Cuidam os autos de uma Representação visando apurar, de forma preliminar, possíveis irregularidades ocorridas na Concorrência Pública n.02/2012-CPL/CMM, cujo objeto é a contratação de empresa para fornecimento de hardware e software (painel eletrônico), com instalação, treinamento e assistência técnica para o Plenário da Câmara Municipal de Manaus. Nas folhas 04/10 consta a manifestação do Órgão Técnico que em sua análise preliminar detectou diversas irregularidades dentre as quais destacamos: 1) Ausência das assinaturas do responsável técnico e do Presidente da Câmara Municipal de Manaus aprovando o Termo de Referência, em desacordo com o artigo 7º§§1º e 2º, inciso I e com o artigo 40, § 1º, da Lei n.8.666/93; 2) As cotações de preços realizadas com as empresas Telmesh Tecnologia e Sistemas Ltda, Grupo R2 Comércio e Serviços e Sistema do Brasil não apresentaram detalhamento dos custos que compõem o processo licitatório, em descompasso com o artigo 7º, § 2º, II da Lei n. 8.666/93; 3) Ausência do detalhamento dos custos na documentação de habilitação da vencedora, embora houvesse no edital do processo previsão de preenchimento de planilha com tal detalhamento, em desacordo com o artigo 45, da Lei n.8.666/93; 4) Ausência de justificativa no Edital para o não desmembramento do objeto, sendo que se trata de contratações de materiais e serviços não necessariamente vinculados (aquisição de equipamentos de hardware, desenvolvimento de software, treinamento e suporte técnico), em desacordo com o artigo 15, IV e artigo 23, §§ 1º e 7º, da lei n.8.666/93; 5) O processo licitatório foi realizado no dia 19/11/2012, data declarada como ponto facultativo, oficializado através do memorando Circular n.023/2012-DIAD/CMM, onde se divulgou que “serviços administrativos essenciais relativos à segurança, guarda e manutenção do patrimônio da Câmara e TV Câmara, serão mantidos regularmente”, não se incluindo, desse modo, os serviços da Comissão Permanente de Licitação e prejudicando a publicidade do processo; 6) Apesar da compra do Edital pelas empresas Imply Tecnologia Eletrônica Ltda e Heron Rodrigues Lima ME, apenas o representante da primeira empresa compareceu ao certame.

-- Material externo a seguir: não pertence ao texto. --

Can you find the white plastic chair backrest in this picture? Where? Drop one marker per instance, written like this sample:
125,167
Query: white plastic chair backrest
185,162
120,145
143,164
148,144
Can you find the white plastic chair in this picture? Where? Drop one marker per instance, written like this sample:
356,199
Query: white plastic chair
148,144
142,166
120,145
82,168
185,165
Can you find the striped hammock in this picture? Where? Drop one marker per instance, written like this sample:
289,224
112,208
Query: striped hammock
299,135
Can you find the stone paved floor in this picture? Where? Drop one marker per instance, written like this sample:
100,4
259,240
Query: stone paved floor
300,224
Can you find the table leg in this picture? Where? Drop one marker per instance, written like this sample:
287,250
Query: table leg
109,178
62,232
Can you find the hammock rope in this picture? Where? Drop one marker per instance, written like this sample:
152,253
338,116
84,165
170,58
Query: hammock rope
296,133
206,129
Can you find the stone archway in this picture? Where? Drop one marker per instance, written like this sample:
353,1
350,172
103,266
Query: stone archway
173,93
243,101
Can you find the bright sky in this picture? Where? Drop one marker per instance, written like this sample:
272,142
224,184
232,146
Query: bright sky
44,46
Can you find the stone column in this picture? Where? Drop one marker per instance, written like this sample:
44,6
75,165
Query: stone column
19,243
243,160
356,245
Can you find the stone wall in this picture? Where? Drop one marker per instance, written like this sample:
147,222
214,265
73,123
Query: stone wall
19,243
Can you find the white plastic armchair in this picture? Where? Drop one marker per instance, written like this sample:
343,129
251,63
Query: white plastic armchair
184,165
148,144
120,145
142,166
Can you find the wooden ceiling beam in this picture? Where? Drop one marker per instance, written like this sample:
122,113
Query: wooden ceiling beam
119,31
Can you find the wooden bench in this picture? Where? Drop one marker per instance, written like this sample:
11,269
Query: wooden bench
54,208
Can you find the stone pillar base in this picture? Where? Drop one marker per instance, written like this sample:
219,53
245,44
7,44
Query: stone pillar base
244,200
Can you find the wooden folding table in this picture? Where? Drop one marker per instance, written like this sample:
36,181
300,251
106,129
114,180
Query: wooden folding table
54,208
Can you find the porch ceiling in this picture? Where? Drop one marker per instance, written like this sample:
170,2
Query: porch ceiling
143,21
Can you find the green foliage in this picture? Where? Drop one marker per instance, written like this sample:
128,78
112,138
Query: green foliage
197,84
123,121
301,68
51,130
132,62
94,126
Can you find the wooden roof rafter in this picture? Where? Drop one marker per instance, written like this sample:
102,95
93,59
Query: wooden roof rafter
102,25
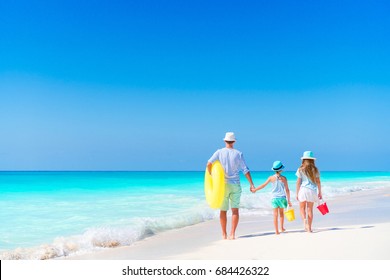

Tal fato não caracteriza a figura da “licitação deserta”, todavia, pode ser


ESTADO DO AMAZONAS TRIBUNAL DE CONTAS resultado da própria formatação do Edital, não acarretando, por conseguinte, em em contrato vantajoso para a Administração Pública; 7) Declaração da proposta no valor de R$ 990.000,00 (novecentos e noventa mil reais) da empresa Imply Tecnologia Eletrônica Ltda, como vencedora, não obstante a existência de valores menores praticados no mercado, tais como os identificados em contratações similares na Câmara Municipal de Fortaleza e nas Assembléias Legislativas de Minas e Tocantins. Constam ainda dos autos, cópias de registros de compras de painéis eletrônicos da Câmara Municipal de Fortaleza (fls28/29) com valor estimado de R$ 466.666,43 (quatrocentos e sessenta e seis mil seiscentos e sessenta e seis reais e quarenta e três reais centavos) da Assembléia Legislativa de Minas Gerais (fls.30/32) com valor global do contrato de R$ 514.270,00 (quinhentos e catorze mil duzentos e setenta reais) e da Assembléia Legislativa de Tocantins (fls.35/37) no valor de R$ 348.000,00 (trezentos e quarenta e oito mil reais).

Em suas conclusões, o Órgão Técnico sugere, em vistas das irregularidades encontradas no procedimento e levando em conta o provável e iminente dano ao Erário Público a concessão de Medida Cautelar com vistas a suspender a referida licitação objetivando a não ocorrência de possíveis danos ao Erário Público até a elucidação dos fatos. Posteriormente temos a manifestação do Ministério Público de Contas (Parecer n. 5242/2012MP-ESB no qual ressalta as inúmeras irregularidades apontadas pela DCAMM no processamento da Concorrência n.02/2012. Ressaltou ainda o Representante Ministerial a omissão do Presidente da Câmara municipal de Manaus em responder à Homologação do certame, com a adjudicação do objeto à vencedora no dia 30/11/2012 cujo objeto no valor de R$ 990.000,00 (novecentos e noventa mil reais) poderá resultar em grande risco ao erário público, levando a concluir pela suspensão cautelar dos atos decorrentes da Concorrência n.02/2012-CPL-CMM, nos termos do artigo 1º,II c/c o artigo 2º da Resolução n.03/2012-TCE, com determinação ao gestor para que se abstenha de celebrar contrato ou de iniciar sua execução, até que sejam esclarecidos os fatos detectados na Informação de folhas 04 a 63.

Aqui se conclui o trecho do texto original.